Supporting Veterans and the Families of Fallen Soldiers This Memorial Day and Throughout the Year

May 30th marks the 52nd official Memorial Day since Congress designated the last Monday of May a national observance in 1971. Culturally, Memorial Day is woven into the fabric of U.S. history, with memorialization and decoration services dating as far back as 1868, during the American Civil War.

The importance of Memorial Day cannot be overlooked. Yes, it’s a time for parades, backyard barbecues and a long weekend often spent with loved ones. But it’s also an especially important day for Americans to reflect on the significant sacrifices millions of soldiers have made to uphold freedom and liberty as essential parts of what it means to be an American.

Since the dawn of the Revolutionary War, more than 1.2 million American soldiers of all different backgrounds and walks of life have given their lives in service to our country and its ideals. This Memorial Day, we pause to honor and remember these brave men and women in uniform, support their families and loved ones, and vow to pay their sacrifices forward.

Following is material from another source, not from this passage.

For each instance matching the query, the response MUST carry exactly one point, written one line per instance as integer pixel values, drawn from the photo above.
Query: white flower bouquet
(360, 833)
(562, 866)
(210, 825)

Protecting and Serving Fallen Soldiers and Veterans Is Our Duty

It takes a truly special and selfless individual to join the military and put their life on the line to protect their fellow citizens. In the course of U.S. history, millions of brave Americans have answered this call.

It’s important to not only remember the sacrifices made by these individual soldiers, but to step up and support soldiers when they leave active duty and return to civilian life. Each year, around 200,000 American soldiers retire from service and become veterans.

Perhaps it’s no surprise to learn that these veterans face an often overwhelming amount of difficulties upon leaving the military.

According to the U.S. Dept of Veterans Affairs (VA), around 33% of veterans suffer from ongoing mental health issues, such as depression and anxiety, often caused by or in addition to post-traumatic stress disorder (PTSD). VA data also shows 53% of veterans experience chronic physical health issues stemming from their time in the military.

Such physical service-related health conditions can include:

  • Brain and head trauma from injuries sustained during military service
  • Diseases caused by exposure to toxic substances such as arsenic and asbestos 
  • Tinnitus and hearing loss due to exposure to loud explosions/noises
  • Wounds caused by shrapnel or gunshots

In fact, each year, the VA Central Cancer Registry records around 50,000 new cases of cancer among U.S. veterans. Compared to the general U.S. population, veterans are between 20-40% more likely to be diagnosed with cancer, according to the National Cancer Institute (NCI). 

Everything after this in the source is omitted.